NOTAS BIBLIOGRÁFICAS
Para lo referente a la primitiva institución del herem en Israel y a todo el cambio de mentalidad bélico-religiosa en la cultura hebrea a raíz del año 100 a.C., vid. la clásica obra de R. de Vaux, Instituciones del Antiguo Testamento, Barcelona, 1992, en especial pp. 346-357. Sobre la Regla de la guerra puede consultarse F. García Martínez y J. Trebolle Barrera, Los hombres de Qumrán. Literatura, estructura social y concepciones religiosas, Madrid, 1993, en especial pp. 84-85; el texto de Qumrán ha sido editado por el primero de estos dos investigadores: Textos de Qumrán, Madrid, 1992, p. 145 y ss.
Una magnífica y actualizada síntesis que aborda la postura del cristianismo antiguo acerca del ejército y de la violencia en J. Fernández Ubiña, Cristianos y militares. La iglesia antigua ante el ejército y la guerra, Universidad de Granada, 2000. Para una correcta contextualización del tema y un seguimiento del llamado “giro constantiniano” pueden verse algunas de las recientes publicaciones sobre el Bajo Imperio Romano como las de A. Cameron, El Bajo Imperio romano (284-430 d. C.), Madrid, 2001, o L.A. García Moreno, El Bajo Imperio romano, Madrid, 1998.

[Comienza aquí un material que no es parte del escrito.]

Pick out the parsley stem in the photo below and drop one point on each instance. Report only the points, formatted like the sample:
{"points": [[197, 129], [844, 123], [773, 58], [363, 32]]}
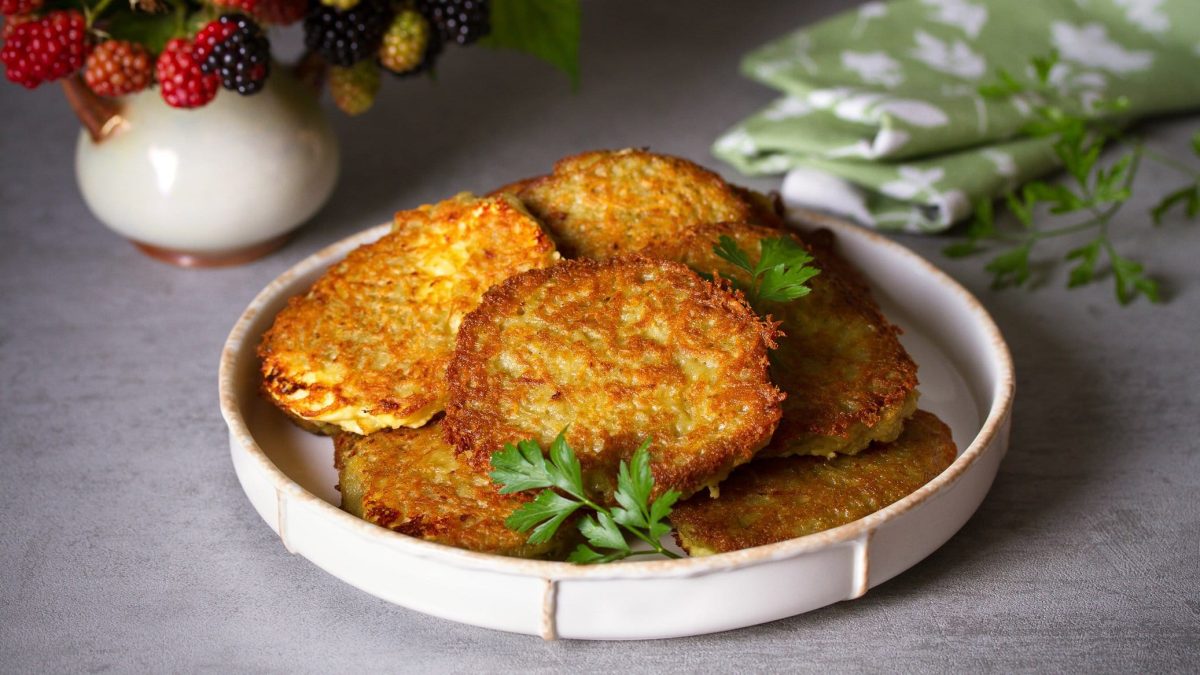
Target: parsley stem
{"points": [[658, 548]]}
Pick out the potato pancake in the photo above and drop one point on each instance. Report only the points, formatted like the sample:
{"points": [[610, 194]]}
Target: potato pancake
{"points": [[411, 481], [616, 352], [367, 346], [773, 500], [847, 378], [605, 203]]}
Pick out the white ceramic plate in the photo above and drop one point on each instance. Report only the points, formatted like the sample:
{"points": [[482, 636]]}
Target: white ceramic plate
{"points": [[966, 378]]}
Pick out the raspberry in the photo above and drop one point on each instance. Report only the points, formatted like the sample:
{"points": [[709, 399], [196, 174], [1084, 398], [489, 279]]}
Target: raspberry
{"points": [[459, 21], [181, 82], [346, 37], [235, 48], [12, 7], [409, 46], [43, 49], [118, 67], [280, 12], [354, 88]]}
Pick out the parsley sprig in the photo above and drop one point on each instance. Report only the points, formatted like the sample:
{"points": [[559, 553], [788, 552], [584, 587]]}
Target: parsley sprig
{"points": [[1096, 192], [525, 466], [781, 274]]}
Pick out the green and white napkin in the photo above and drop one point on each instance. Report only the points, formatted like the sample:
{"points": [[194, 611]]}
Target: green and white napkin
{"points": [[882, 120]]}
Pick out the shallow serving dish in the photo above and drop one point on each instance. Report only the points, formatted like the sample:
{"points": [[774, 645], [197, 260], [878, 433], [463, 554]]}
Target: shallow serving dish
{"points": [[966, 378]]}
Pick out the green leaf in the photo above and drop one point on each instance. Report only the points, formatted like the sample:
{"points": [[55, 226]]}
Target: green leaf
{"points": [[1131, 280], [1043, 65], [601, 531], [565, 472], [520, 467], [1188, 196], [544, 514], [729, 250], [659, 511], [546, 29], [150, 30], [1085, 270], [585, 555], [1011, 268]]}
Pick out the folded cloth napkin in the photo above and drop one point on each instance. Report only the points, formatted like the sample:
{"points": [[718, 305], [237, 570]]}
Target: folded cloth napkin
{"points": [[882, 120]]}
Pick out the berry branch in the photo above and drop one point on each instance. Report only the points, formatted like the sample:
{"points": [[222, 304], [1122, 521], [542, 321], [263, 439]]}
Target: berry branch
{"points": [[201, 46]]}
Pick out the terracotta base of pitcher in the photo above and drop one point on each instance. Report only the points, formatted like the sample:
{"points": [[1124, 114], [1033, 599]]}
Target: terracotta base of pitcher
{"points": [[209, 260]]}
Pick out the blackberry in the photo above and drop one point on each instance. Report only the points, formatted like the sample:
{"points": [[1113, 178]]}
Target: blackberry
{"points": [[459, 21], [235, 48], [345, 39], [411, 46]]}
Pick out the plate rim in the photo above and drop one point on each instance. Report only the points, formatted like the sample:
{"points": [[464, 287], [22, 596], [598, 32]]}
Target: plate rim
{"points": [[849, 533]]}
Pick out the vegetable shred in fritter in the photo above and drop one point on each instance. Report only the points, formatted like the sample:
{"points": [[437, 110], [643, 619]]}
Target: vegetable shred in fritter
{"points": [[605, 203], [616, 352], [847, 378], [409, 481], [367, 346], [772, 500]]}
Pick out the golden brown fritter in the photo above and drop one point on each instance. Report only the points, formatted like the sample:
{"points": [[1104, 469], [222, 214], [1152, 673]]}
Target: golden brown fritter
{"points": [[847, 378], [616, 352], [411, 481], [605, 203], [772, 500], [367, 346]]}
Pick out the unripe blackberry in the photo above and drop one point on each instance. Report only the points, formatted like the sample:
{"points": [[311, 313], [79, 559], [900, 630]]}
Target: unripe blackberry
{"points": [[118, 67], [45, 49], [181, 82]]}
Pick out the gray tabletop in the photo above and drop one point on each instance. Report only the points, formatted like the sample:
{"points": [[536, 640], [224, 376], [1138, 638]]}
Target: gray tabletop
{"points": [[127, 544]]}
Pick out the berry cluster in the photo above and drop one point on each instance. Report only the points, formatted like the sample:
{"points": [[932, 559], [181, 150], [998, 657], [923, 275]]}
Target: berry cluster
{"points": [[357, 39]]}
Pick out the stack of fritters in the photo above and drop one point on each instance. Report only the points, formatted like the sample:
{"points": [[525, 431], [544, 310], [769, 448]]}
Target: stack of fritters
{"points": [[618, 344]]}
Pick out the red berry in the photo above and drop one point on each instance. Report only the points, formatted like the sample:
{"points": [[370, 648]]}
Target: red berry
{"points": [[10, 7], [181, 82], [118, 67], [45, 49]]}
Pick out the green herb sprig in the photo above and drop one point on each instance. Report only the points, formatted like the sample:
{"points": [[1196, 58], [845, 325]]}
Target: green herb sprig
{"points": [[783, 272], [525, 466], [1095, 191]]}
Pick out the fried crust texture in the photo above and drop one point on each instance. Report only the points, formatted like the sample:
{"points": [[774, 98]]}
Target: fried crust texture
{"points": [[847, 377], [616, 352], [773, 500], [367, 346], [605, 203], [411, 481]]}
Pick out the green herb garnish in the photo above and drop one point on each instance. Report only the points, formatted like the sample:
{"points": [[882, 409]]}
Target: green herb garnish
{"points": [[781, 274], [1095, 191], [523, 467]]}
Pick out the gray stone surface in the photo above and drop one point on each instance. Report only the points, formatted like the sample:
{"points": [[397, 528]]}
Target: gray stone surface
{"points": [[126, 543]]}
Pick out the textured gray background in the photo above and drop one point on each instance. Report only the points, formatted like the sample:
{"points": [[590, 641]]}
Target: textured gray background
{"points": [[126, 543]]}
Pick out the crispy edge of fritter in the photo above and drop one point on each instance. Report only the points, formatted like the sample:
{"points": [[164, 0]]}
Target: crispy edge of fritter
{"points": [[383, 483], [377, 408], [600, 237], [802, 495], [882, 416], [479, 436]]}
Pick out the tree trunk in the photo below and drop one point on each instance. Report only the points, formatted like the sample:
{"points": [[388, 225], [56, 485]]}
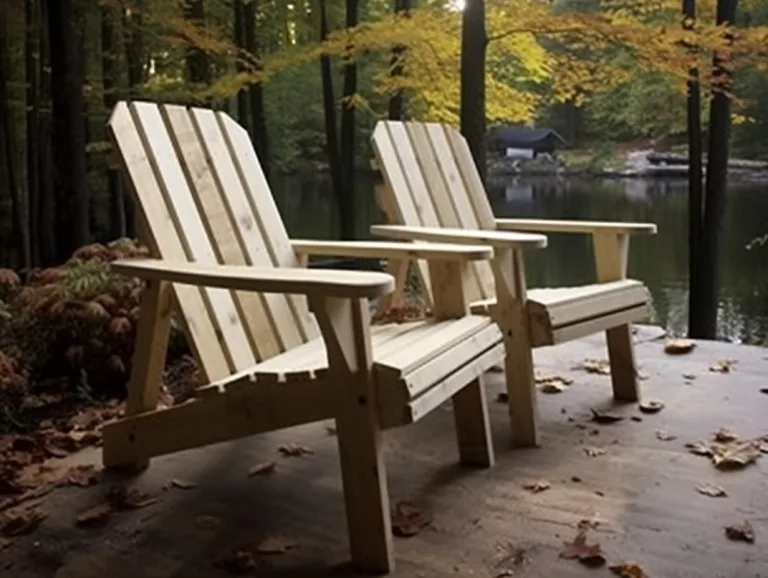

Las primeras justificaciones doctrinales de la violencia elaboradas por el cristianismo, y de modo especial por san Agustín, han sido recientemente sintetizadas en un artículo general sobre el tema de L. Sowle Cahill, “La tradición cristiana de la guerra justa: tensiones y evolución”, Concilium, 290 (2001), pp. 257-267. Los ejemplos aducidos sobre la guerra santa bizantina pueden consultarse en las obras clásicas de los grandes bizantinistas; a modo de guía, es útil la actualizada síntesis de J.J. Norwich, Breve Historia de Bizancio, Madrid, 2000. Para las “campañas misioneras” de Carlomagno en Sajonia, vid. A. Barbero, Carlomagno, Barcelona, 2001, pp. 48-51; L. Halphen, Carlomagno y el Imperio Carolingio, Madrid, 1992, pp. 59-60; Eginhardo, Vida de Carlomagno (A. de Riquer, ed., Barcelona, 1986), p. 62.
La obra de Jean Flori, La guerre sainte. La formation de l’idée de croisade dans l’Occident chrétien, Aubier, Paris, 2001 [ed. esp. La guerra santa. La formación de la idea de cruzada en el Occidente cristiano, Trotta-Universidad de Granada, 2003], resulta de extraordinario interés para todo lo que supone la antesala ideológica del concepto de cruzada y el nacimiento de la espiritualidad militar. Puede completarse con el clásico libro de Maurice Keen, Chivalry, Londres, 1984 [ed. esp. La caballería, Barcelona, 1986], y del propio Jean Flori, Chevaliers et chevalerie au Moyen Âge, París, 1998 [ed. esp. Caballeros y caballería en la Edad Media, Barcelona, 2001]. Como obra general de referencia, puede consultarse R.W. Kaeuper, Chivalry and violence in Medieval Europe, Oxford, 1999.